Jadilah damai bagi hati yang tak tenang:
datang dan tenang, jangan terburu enyah
karena entah kepenatan yang akan menggantikan
setiap ruang, jalan dan rangkaian yang terlanjur menjadi cetakan.

Tak pantas untuk disepakati keinginan,
Meski harapan masih kuingin tinggal.
Singgahlah, aku temukan keyakinan pada satu sisi,
satu irisan yang kubangunsatukan sekarang.

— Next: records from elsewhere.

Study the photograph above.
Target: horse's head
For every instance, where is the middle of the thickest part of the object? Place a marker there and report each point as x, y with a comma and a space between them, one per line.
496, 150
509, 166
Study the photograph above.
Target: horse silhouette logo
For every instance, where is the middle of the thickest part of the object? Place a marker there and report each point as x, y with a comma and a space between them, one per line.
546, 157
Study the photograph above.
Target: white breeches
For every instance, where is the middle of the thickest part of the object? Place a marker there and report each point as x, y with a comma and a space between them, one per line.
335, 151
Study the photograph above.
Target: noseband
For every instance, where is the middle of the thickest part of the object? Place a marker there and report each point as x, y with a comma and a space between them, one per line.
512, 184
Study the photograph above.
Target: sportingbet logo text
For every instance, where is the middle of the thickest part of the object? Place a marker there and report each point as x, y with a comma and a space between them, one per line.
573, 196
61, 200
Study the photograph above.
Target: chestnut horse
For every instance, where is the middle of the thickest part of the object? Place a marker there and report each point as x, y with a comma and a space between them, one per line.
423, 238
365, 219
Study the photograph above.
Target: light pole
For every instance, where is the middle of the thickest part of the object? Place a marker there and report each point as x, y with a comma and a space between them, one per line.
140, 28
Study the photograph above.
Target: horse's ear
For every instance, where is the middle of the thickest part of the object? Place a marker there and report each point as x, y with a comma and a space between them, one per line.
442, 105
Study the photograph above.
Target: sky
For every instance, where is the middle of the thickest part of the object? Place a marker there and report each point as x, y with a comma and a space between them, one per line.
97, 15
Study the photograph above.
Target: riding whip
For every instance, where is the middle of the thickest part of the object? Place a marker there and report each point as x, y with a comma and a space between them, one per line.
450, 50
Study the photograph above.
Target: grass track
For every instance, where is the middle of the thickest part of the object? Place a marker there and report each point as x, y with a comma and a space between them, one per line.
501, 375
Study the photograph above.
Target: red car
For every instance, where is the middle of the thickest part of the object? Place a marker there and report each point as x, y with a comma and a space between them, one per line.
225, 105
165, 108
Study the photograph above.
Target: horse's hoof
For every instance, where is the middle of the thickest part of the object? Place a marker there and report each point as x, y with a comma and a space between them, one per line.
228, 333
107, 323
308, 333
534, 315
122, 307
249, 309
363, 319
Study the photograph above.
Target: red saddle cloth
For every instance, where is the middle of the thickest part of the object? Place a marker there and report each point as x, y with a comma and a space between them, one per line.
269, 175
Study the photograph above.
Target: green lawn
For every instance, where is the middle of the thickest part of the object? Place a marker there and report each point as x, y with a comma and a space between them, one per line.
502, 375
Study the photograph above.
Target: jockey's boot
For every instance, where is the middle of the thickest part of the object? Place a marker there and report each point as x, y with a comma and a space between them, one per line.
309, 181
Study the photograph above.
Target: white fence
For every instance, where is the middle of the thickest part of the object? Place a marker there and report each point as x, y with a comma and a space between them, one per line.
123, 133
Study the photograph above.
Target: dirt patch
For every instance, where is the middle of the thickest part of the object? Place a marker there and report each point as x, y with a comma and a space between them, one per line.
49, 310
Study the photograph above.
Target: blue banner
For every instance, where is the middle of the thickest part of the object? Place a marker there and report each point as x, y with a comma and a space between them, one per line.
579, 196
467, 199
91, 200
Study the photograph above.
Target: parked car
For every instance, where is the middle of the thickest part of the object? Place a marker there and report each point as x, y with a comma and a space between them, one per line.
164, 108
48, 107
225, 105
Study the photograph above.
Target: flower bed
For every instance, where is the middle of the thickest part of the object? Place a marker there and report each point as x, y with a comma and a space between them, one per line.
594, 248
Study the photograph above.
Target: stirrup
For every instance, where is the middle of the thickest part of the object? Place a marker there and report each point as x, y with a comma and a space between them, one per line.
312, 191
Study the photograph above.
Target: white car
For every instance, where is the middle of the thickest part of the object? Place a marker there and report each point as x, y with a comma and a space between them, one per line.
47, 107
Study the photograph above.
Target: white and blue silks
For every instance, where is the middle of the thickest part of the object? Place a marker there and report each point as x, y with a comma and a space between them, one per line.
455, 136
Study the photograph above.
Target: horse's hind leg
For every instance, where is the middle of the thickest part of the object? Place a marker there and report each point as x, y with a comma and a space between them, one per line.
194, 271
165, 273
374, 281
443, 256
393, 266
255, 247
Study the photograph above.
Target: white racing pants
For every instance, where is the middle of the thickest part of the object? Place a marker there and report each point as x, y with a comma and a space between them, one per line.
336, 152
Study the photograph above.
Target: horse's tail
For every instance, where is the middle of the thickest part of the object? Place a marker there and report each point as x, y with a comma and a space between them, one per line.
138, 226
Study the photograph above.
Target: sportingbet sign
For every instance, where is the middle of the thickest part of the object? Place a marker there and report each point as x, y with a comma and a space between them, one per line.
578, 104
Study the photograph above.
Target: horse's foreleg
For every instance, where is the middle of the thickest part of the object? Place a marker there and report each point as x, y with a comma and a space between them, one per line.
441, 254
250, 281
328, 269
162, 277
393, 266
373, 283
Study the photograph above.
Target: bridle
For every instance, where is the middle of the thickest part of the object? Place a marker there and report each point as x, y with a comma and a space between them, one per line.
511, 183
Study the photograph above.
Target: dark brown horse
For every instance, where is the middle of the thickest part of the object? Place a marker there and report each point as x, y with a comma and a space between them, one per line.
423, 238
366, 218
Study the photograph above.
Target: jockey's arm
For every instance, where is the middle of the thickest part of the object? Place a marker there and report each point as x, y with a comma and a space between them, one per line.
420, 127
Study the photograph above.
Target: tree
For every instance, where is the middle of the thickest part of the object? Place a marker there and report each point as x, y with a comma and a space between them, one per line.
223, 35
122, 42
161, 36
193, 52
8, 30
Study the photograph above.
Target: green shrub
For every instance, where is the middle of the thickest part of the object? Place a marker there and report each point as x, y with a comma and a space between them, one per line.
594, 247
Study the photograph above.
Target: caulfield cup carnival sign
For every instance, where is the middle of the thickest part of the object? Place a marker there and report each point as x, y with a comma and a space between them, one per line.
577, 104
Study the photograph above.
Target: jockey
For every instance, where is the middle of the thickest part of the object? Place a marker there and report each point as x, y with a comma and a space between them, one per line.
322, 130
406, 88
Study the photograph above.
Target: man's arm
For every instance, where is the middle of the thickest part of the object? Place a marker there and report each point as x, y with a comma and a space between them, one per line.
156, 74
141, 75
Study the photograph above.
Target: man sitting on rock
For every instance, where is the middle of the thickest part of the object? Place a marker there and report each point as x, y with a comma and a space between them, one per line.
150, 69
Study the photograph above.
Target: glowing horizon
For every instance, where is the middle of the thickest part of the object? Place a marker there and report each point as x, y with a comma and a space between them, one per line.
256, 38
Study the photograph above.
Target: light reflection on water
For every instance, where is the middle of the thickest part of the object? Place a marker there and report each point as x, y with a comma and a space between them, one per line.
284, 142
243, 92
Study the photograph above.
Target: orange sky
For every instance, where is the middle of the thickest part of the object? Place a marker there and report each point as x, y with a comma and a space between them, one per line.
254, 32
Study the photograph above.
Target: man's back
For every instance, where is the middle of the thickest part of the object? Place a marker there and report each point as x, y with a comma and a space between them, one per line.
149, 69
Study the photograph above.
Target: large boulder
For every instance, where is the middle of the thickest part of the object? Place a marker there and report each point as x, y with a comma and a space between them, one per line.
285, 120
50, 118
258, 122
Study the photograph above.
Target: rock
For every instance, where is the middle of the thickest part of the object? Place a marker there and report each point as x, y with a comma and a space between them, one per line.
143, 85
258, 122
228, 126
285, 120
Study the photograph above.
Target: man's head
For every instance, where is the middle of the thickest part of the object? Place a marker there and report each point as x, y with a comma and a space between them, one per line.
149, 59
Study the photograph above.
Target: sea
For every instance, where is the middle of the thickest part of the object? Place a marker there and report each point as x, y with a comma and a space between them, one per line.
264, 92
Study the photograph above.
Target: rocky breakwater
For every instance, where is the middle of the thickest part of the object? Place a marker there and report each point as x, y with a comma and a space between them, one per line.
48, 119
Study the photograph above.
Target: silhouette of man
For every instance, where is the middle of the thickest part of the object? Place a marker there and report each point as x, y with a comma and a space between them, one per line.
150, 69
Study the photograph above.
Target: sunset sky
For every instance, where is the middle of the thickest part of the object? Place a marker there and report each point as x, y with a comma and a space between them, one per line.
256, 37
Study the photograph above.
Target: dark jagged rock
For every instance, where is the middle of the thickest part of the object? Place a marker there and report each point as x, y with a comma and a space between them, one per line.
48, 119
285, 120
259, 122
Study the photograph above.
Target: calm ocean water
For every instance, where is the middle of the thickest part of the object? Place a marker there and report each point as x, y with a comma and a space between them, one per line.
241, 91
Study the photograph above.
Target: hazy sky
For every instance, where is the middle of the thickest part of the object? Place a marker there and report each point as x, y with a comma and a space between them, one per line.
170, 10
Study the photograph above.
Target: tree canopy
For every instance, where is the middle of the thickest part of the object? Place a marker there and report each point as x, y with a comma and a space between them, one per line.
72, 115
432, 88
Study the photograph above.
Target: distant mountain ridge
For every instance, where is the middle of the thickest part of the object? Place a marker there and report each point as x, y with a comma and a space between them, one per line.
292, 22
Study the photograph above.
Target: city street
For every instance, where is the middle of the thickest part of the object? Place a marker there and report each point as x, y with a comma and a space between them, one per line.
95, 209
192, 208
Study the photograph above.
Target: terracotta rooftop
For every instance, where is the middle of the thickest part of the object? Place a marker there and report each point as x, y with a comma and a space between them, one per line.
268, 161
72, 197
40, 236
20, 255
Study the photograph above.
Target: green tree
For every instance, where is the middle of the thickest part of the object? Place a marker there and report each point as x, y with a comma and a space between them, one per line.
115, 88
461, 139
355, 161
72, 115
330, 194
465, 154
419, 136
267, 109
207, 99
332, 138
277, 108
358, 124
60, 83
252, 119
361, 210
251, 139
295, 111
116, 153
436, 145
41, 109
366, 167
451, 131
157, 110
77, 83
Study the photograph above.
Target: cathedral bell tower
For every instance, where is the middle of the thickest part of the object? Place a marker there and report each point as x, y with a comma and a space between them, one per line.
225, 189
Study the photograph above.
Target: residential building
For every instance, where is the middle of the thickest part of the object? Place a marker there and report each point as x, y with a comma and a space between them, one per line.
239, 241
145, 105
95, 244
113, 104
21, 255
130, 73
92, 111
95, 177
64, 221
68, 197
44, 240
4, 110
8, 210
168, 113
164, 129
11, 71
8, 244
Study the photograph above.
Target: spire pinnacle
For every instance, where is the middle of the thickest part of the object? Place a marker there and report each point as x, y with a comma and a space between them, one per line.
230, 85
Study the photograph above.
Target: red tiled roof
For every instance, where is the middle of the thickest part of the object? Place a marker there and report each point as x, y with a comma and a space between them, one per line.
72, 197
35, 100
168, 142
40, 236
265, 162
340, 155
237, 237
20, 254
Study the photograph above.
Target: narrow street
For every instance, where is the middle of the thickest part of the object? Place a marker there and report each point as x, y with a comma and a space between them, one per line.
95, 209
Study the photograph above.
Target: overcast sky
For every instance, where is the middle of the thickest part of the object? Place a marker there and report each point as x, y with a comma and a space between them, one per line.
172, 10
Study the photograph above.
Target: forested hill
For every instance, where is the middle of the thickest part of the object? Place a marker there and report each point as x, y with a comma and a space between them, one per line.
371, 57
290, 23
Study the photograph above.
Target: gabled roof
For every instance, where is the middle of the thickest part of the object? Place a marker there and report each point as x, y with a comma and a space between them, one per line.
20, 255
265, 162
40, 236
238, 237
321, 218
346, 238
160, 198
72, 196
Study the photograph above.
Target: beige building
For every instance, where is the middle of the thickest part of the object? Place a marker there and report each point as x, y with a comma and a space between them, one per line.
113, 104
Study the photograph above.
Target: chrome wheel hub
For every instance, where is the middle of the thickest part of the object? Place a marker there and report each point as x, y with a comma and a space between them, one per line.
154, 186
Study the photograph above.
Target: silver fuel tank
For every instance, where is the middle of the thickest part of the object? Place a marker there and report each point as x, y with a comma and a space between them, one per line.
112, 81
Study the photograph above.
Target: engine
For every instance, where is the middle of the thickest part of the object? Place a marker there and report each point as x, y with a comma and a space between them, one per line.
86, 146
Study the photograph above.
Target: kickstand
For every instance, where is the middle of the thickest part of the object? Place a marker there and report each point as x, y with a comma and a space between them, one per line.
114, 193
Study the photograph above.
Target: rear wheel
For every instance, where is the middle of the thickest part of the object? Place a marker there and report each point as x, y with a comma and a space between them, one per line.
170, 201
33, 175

Aku bukan abaikan setiap detik yang meruang seiringmu,
seperti kau menyiram harimu, dan tak terasa mengabaikan
bangku saat jadi teman diam.
Seiring yang kau siram, juga jejak yang kau tinggalkan,
kau meruang di dalam,
menciptakan sebuah media bagi keberadaan.

Aku adalah aku,
tak sehebatmu menghadirkan sebuah bayangan,
merasakan keberadaan dari ketiadaan,
juga bercakap tentang cinta pada angin dan kabut yang datang.

Bagiku,
kau adalah keadaan dan keberadaan,
bukan bayangan atau keadaan yang sanggup kau bentuk dari ketiadaan.
Dengarlah dan kau perhatikan,
bahwa setiap membara atau padam yang gegas kautinggalkan hendaknya kau tandai,
juga tulislah pesan bahwa akan datang kabut atau angin sebagai teman
karena jejak terlanjur menjadi rindu meruang.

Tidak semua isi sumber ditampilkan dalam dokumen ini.